報道発表

フィリピンに対する無償資金協力に関する書簡の交換

平成31年3月6日

1 本6日(現地時間同日),フィリピン共和国の首都マニラにおいて,我が方羽田浩二駐フィリピン大使と先方ホセ・ルイス・フェルナンデス国連食糧農業機関(FAO)フィリピン事務所代表(Mr. Jose Luis Fernandez, FAO Representative in the Philippines)との間で,供与額2億円の無償資金協力「ミンダナオにおける和平の確立のための農業訓練計画」(FAO連携)に関する交換公文の署名及び書簡の交換が行われるとともに,我が方羽田同大使と先方カリド・ハッサン国際労働機関(ILO)フィリピン事務所代表(Mr. Khalid Hassan, Director, ILO Country Office for the Philippines)との間で,供与額3億円の無償資金協力「ミンダナオにおける和平の確立のための水道設備管理能力向上計画」(ILO連携)に関する交換公文の署名及び書簡の交換が行われました。

2 対象案件の概要は,それぞれ以下のとおりです。

(1)農業分野の機材整備及び職業訓練による,ミンダナオ和平定着・社会安定化支援
 (無償資金協力「ミンダナオにおける和平の確立のための農業訓練計画」)【供与額:2億円】

 昨年7月に成立したフィリピンのミンダナオ和平に関する「バンサモロ基本法」に基づき,本年2月には暫定自治政府が発足するなど,ミンダナオ和平は大きな進展を示しています。ミンダナオ地域は,その肥沃な資源から「約束の地(The Land of Promise)」と呼ばれてきましたが,過去数十年にわたる紛争などの影響により,国内他地域に比べ開発が著しく遅れていることが社会不安の一因となっています。ミンダナオ地域の中でも,島嶼部及びサンボアンガ半島では,農林水産業が主産業であるため,これらの地域で高価値作物栽培や,牧畜,漁業,食品加工等に係る技術を向上させ,生産性の高い農漁業地域を形成し,安定した食料生産がなされることが,同地域の安定化のために急務となっています。
 この協力では,農業分野の機材(灌漑用ポンプ,ハンドトラクター,精米機等)の整備や元兵士等約2,000人に対する職業訓練を実施することにより,対象地域に住む約5万人への安定した食料供給を図るとともに,当該地域の社会の安定化に寄与することが期待されます。

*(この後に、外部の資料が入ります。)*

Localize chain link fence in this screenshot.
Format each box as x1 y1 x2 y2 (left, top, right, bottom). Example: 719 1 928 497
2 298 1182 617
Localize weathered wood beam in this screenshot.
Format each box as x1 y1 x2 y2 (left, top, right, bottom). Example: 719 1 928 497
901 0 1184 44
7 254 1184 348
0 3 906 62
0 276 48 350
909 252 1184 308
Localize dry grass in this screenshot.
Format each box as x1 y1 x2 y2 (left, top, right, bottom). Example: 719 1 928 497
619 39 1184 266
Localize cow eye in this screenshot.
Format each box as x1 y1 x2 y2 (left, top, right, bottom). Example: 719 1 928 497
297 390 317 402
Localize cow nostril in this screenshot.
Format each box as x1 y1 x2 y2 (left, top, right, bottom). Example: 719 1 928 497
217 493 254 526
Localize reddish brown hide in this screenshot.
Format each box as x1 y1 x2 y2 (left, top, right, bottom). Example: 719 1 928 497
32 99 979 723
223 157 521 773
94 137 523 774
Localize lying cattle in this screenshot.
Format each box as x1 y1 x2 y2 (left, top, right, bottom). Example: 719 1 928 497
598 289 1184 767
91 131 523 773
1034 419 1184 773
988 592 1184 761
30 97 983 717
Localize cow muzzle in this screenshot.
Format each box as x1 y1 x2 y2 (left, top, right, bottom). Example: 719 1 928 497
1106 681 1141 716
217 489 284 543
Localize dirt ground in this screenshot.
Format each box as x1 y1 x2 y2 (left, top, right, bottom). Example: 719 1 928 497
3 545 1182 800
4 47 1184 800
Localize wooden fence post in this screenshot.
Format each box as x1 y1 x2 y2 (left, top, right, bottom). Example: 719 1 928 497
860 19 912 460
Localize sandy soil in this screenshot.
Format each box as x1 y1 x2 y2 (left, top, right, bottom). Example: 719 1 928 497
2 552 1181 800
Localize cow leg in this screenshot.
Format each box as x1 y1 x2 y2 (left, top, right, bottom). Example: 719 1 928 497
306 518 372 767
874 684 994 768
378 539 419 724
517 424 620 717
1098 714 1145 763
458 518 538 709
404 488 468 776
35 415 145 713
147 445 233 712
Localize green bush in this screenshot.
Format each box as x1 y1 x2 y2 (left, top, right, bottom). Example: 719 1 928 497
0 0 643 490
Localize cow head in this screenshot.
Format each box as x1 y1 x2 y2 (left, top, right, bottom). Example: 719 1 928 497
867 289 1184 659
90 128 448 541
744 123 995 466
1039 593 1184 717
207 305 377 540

(2)上水分野の機材整備及び職業訓練による,ミンダナオ和平定着・社会安定化支援
 (無償資金協力「ミンダナオにおける和平の確立のための水道設備管理能力向上計画」)【供与額:3億円】

 バンサモロ地域において安全な水にアクセスのない世帯は46%に上り,フィリピン全体平均の15%を大きく上回っています。安全な水へのアクセスが確保されていないことによって,出血性下痢,腸チフス,A型肝炎,ロタウイルス,コレラ等が蔓延しており,このような状況の改善は喫緊の課題となっています。
 この計画において,上水分野の機材整備及び水道分野の職業訓練を実施することにより,これまで安全な水へアクセスできていなかった島嶼部等の約1万世帯の住民の飲料水へのアクセス改善を図るとともに,上水設備管理に係る地域住民の雇用が確保され,当該地域の社会の安定化に寄与することが期待されます。

3 この協力は,2017年1月の日・フィリピン首脳会談で安倍総理大臣から表明した,今後5年間で行われる予定のODA及び民間投資を含めた1兆円規模の支援の一環であるとともに,同年10月に日・フィリピン首脳会談の場で発表した「日フィリピン共同声明(PDF)別ウィンドウで開く」の具体化の一つです。

[参考]フィリピン共和国基礎データ
 フィリピン共和国は,面積約30万平方キロメートル(日本の約8割),人口約1億330万人(2016年,世界銀行),人口一人当たりの国民総所得(GNI)は3,660米ドル(2017年,世界銀行)。